O mapa do mundo está mudando: o jogo dos poderosos e o nosso futuro

'A crise nos EUA e a ascensão dos BRICS redesenham o poder global, exigindo que o Brasil defenda sua soberania'

Em tempos de grande instabilidade, quando uma velha ordem mundial morre e a nova ainda não nasceu, figuras perigosas aparecem no cenário. A história nos mostra que esses momentos de crise profunda são o berço de monstros. O mundo de hoje vive exatamente essa situação, e o contraste entre líderes como Donald Trump e Vladimir Putin revela que as bases do poder global estão a tremer. De um lado, vemos a personificação da crise de um império em declínio; do outro, o líder de uma nação que se reergueu das cinzas de um projeto traído.
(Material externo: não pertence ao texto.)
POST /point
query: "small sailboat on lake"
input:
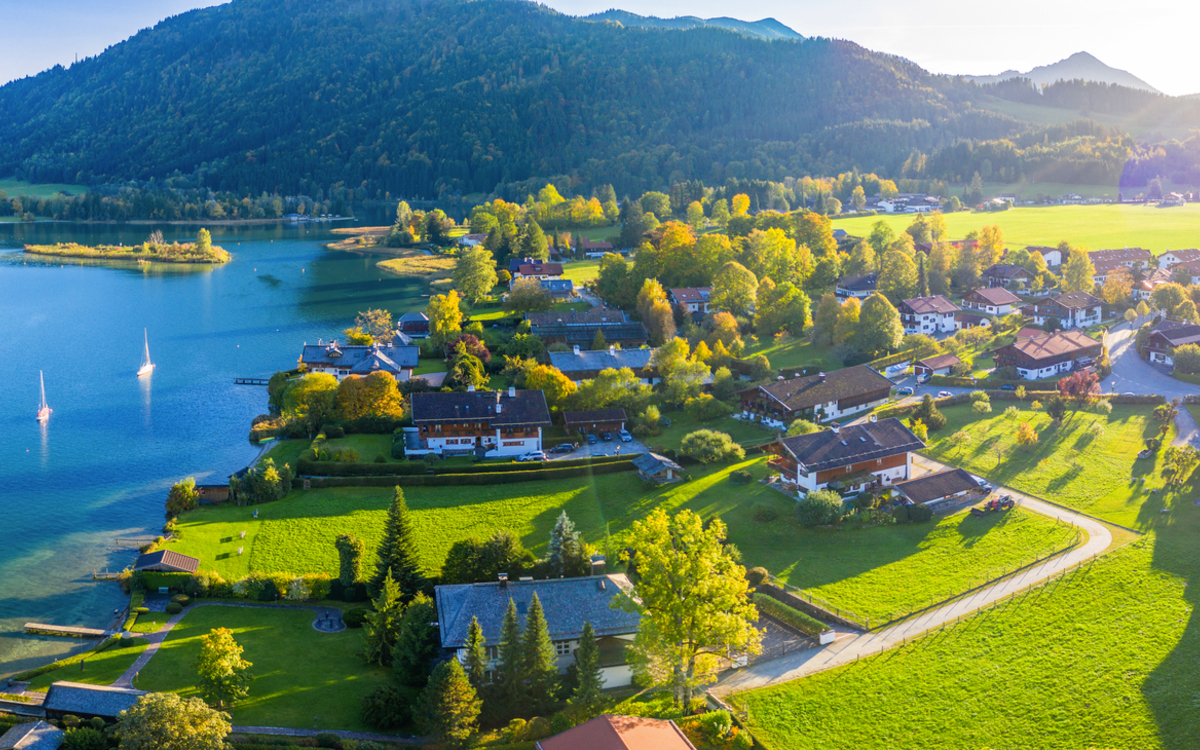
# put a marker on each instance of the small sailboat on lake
(147, 365)
(43, 412)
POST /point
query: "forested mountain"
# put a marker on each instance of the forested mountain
(429, 99)
(426, 97)
(765, 29)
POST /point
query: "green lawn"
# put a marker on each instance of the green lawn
(883, 571)
(797, 352)
(303, 678)
(1104, 658)
(100, 669)
(1068, 465)
(1096, 227)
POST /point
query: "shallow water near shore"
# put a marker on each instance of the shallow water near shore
(100, 468)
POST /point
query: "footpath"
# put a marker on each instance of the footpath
(851, 647)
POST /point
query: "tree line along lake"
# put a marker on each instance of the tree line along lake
(101, 466)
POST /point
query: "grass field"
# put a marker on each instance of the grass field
(100, 669)
(1096, 474)
(34, 190)
(1096, 227)
(301, 678)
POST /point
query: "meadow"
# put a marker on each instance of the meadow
(301, 677)
(1096, 227)
(1098, 474)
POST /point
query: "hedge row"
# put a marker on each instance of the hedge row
(453, 480)
(789, 616)
(412, 468)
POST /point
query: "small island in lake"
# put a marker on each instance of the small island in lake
(154, 250)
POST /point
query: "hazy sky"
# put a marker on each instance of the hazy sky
(1147, 39)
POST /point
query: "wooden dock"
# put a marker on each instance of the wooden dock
(66, 630)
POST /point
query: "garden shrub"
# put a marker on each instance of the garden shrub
(789, 616)
(765, 513)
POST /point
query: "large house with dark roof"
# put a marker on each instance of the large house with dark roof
(817, 397)
(1074, 310)
(847, 459)
(342, 360)
(580, 328)
(490, 424)
(581, 364)
(928, 315)
(1167, 336)
(1047, 357)
(568, 604)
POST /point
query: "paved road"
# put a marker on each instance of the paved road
(852, 646)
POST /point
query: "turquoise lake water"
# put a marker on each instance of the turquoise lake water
(100, 468)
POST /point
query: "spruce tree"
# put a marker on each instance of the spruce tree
(587, 697)
(449, 705)
(383, 624)
(417, 642)
(397, 552)
(477, 655)
(540, 667)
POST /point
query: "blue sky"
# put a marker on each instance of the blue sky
(1151, 39)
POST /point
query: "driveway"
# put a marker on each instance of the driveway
(851, 647)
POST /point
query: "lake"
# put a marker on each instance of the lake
(100, 468)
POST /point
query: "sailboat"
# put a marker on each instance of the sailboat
(43, 412)
(147, 365)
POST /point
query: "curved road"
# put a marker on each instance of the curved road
(851, 647)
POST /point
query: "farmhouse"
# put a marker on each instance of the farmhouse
(1074, 310)
(1007, 275)
(857, 286)
(941, 364)
(817, 397)
(568, 604)
(933, 489)
(581, 364)
(165, 561)
(928, 315)
(609, 732)
(581, 327)
(594, 421)
(490, 424)
(847, 459)
(88, 701)
(994, 301)
(695, 299)
(341, 360)
(1049, 355)
(1167, 336)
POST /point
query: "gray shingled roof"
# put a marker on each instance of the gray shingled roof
(605, 359)
(90, 700)
(568, 604)
(823, 450)
(31, 736)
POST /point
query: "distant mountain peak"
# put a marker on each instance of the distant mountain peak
(763, 29)
(1081, 65)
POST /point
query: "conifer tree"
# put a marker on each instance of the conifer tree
(397, 551)
(449, 705)
(540, 667)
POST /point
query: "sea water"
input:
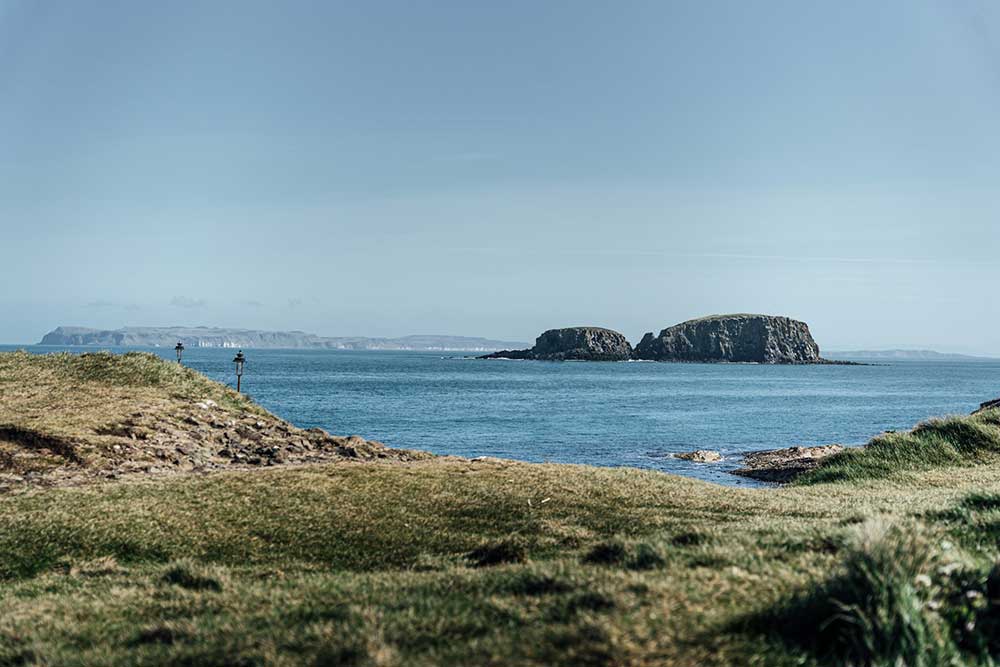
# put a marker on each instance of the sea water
(609, 414)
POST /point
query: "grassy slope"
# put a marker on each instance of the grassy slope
(370, 563)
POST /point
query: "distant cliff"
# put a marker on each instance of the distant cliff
(251, 339)
(762, 339)
(573, 344)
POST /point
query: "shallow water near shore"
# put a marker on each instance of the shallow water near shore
(609, 414)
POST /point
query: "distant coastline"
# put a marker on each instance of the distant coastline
(260, 339)
(904, 355)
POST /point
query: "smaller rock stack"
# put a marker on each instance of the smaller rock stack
(573, 344)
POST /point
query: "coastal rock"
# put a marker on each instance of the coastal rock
(700, 456)
(988, 405)
(764, 339)
(784, 465)
(573, 343)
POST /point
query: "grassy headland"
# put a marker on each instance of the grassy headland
(450, 562)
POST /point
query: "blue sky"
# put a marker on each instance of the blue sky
(496, 169)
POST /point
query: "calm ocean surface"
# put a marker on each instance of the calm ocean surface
(610, 414)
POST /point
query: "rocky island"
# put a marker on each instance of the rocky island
(573, 344)
(763, 339)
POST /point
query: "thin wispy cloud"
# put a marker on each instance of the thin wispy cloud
(601, 252)
(187, 302)
(104, 304)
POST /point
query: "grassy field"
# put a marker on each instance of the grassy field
(880, 558)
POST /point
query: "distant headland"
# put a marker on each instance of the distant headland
(255, 339)
(742, 338)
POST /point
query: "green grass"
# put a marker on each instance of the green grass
(891, 560)
(938, 443)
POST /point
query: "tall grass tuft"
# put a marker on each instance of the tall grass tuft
(873, 612)
(952, 441)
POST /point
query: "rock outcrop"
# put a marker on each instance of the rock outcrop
(764, 339)
(784, 465)
(573, 344)
(700, 456)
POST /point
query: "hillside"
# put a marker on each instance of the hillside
(250, 339)
(406, 560)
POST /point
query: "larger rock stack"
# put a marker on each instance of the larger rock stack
(764, 339)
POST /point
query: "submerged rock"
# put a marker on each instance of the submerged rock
(700, 456)
(988, 405)
(784, 465)
(765, 339)
(573, 344)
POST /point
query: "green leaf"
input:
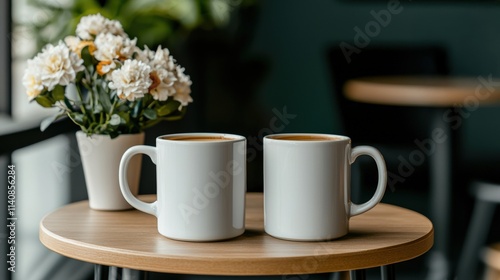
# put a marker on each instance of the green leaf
(168, 108)
(58, 93)
(150, 113)
(78, 118)
(44, 101)
(104, 100)
(115, 120)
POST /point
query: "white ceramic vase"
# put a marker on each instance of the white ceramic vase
(100, 157)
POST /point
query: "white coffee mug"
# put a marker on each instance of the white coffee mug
(307, 185)
(201, 185)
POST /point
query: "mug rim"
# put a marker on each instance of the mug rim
(333, 137)
(228, 137)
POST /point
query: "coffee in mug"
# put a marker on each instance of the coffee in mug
(201, 185)
(307, 185)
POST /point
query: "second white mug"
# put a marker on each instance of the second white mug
(201, 185)
(307, 185)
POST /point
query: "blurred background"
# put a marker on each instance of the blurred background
(258, 67)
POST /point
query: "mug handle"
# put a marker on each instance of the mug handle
(356, 209)
(149, 208)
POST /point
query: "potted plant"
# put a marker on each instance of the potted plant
(113, 90)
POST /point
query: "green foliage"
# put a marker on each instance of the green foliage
(153, 22)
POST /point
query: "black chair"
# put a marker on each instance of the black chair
(391, 129)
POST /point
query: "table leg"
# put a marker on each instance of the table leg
(102, 272)
(441, 162)
(358, 274)
(388, 272)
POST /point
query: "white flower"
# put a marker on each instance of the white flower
(163, 67)
(55, 65)
(91, 26)
(109, 48)
(132, 80)
(32, 80)
(182, 87)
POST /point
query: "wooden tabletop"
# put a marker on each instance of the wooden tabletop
(384, 235)
(424, 91)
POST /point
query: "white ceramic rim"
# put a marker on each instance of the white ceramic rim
(229, 138)
(333, 138)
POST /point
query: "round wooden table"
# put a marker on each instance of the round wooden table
(429, 91)
(453, 100)
(384, 235)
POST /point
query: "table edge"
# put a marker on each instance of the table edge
(257, 267)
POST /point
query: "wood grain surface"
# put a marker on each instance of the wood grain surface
(424, 91)
(384, 235)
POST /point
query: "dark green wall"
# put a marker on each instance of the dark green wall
(294, 36)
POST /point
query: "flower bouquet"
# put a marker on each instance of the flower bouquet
(113, 91)
(104, 83)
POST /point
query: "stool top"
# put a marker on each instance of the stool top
(424, 90)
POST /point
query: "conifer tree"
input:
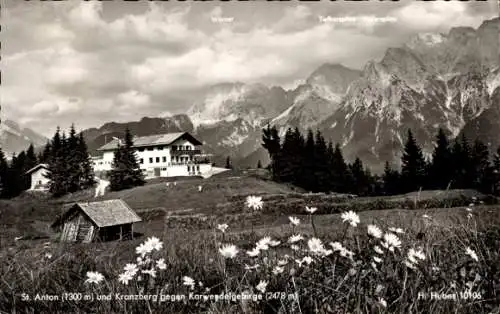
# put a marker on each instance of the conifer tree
(87, 177)
(413, 170)
(321, 164)
(4, 167)
(126, 172)
(440, 168)
(228, 163)
(482, 169)
(391, 180)
(342, 181)
(272, 143)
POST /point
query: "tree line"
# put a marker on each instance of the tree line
(69, 166)
(311, 163)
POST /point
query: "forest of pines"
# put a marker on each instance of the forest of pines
(314, 165)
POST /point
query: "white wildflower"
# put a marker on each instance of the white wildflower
(150, 272)
(274, 243)
(263, 244)
(374, 231)
(222, 227)
(382, 302)
(253, 252)
(396, 230)
(311, 210)
(282, 262)
(307, 259)
(228, 251)
(337, 246)
(391, 241)
(94, 277)
(154, 243)
(261, 286)
(294, 221)
(188, 281)
(295, 238)
(131, 269)
(378, 250)
(472, 254)
(350, 217)
(161, 264)
(125, 278)
(315, 246)
(254, 202)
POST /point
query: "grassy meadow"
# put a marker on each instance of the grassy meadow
(430, 252)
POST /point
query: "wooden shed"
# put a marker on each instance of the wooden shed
(96, 221)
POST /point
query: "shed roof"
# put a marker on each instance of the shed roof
(35, 168)
(151, 140)
(105, 213)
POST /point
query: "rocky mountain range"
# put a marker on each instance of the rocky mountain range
(435, 80)
(14, 138)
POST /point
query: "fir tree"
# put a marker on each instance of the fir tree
(413, 170)
(4, 167)
(272, 143)
(440, 168)
(126, 172)
(87, 177)
(391, 180)
(228, 163)
(341, 179)
(482, 170)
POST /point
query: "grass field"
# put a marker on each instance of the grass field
(185, 221)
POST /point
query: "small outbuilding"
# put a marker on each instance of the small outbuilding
(39, 182)
(96, 221)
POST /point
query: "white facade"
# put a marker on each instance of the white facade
(179, 158)
(38, 180)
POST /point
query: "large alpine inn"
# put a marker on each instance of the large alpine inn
(162, 155)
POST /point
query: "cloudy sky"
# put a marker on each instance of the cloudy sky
(95, 62)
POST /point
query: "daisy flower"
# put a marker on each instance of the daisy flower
(294, 221)
(94, 277)
(396, 230)
(222, 227)
(295, 238)
(391, 241)
(125, 278)
(228, 251)
(161, 264)
(154, 243)
(315, 246)
(311, 210)
(254, 202)
(374, 231)
(253, 252)
(378, 250)
(261, 286)
(131, 269)
(472, 254)
(350, 217)
(188, 281)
Donald Trump não é um ponto fora da curva; ele é o resultado esperado de um sistema que entrou em parafuso. Seu estilo impulsivo e seu discurso individualista escondem uma realidade mais complexa: uma profunda divisão dentro da própria elite que comanda os Estados Unidos. Existe uma briga interna entre dois projetos. Um grupo quer manter o sistema global que funcionou no passado, com suas regras e alianças. O outro grupo, representado por Trump, acha que essas regras já não servem e aposta numa tática mais agressiva, de “salve-se quem puder”, para extrair o máximo de riqueza possível, mesmo que isso signifique destruir a ordem atual. Trump, portanto, não é apenas um líder caótico; ele representa um projeto que usa o caos para se beneficiar.

Essa rachadura no centro do poder mundial abre brechas, e é por elas que novas forças estão a surgir. O principal exemplo disso é a aliança dos BRICS (Brasil, Rússia, Índia, China e África do Sul). Longe de ser apenas um bloco de comércio, os BRICS são um plano para construir um mundo com vários centros de poder, em vez de um só. Ao criarem suas próprias instituições financeiras, por exemplo, eles oferecem uma alternativa ao controle exercido por décadas pelo FMI e pelo Banco Mundial. Na prática, a luta dos BRICS é uma disputa para redesenhar o mapa do poder, criando novas rotas comerciais e novas parcerias que diminuem a dependência dos velhos impérios.

Nesse tabuleiro em movimento, a posição do Brasil é crucial. Para uma nação com a nossa riqueza natural, estratégica e humana, garantir a soberania nacional deixa de ser uma opção e torna-se uma condição para a sobrevivência. Em um mundo onde as potências disputam vorazmente recursos como os da Amazônia, o pré-sal e os minerais estratégicos, um projeto de nação forte é a única defesa. Isso significa investir em indústria, ciência e tecnologia, fortalecer nossas Forças Armadas e, acima de tudo, conduzir uma política externa independente, que coloque os interesses do nosso povo em primeiro lugar. Sem um projeto soberano, o Brasil corre o risco de ser apenas uma peça no jogo dos outros, e não um jogador que define o próprio destino.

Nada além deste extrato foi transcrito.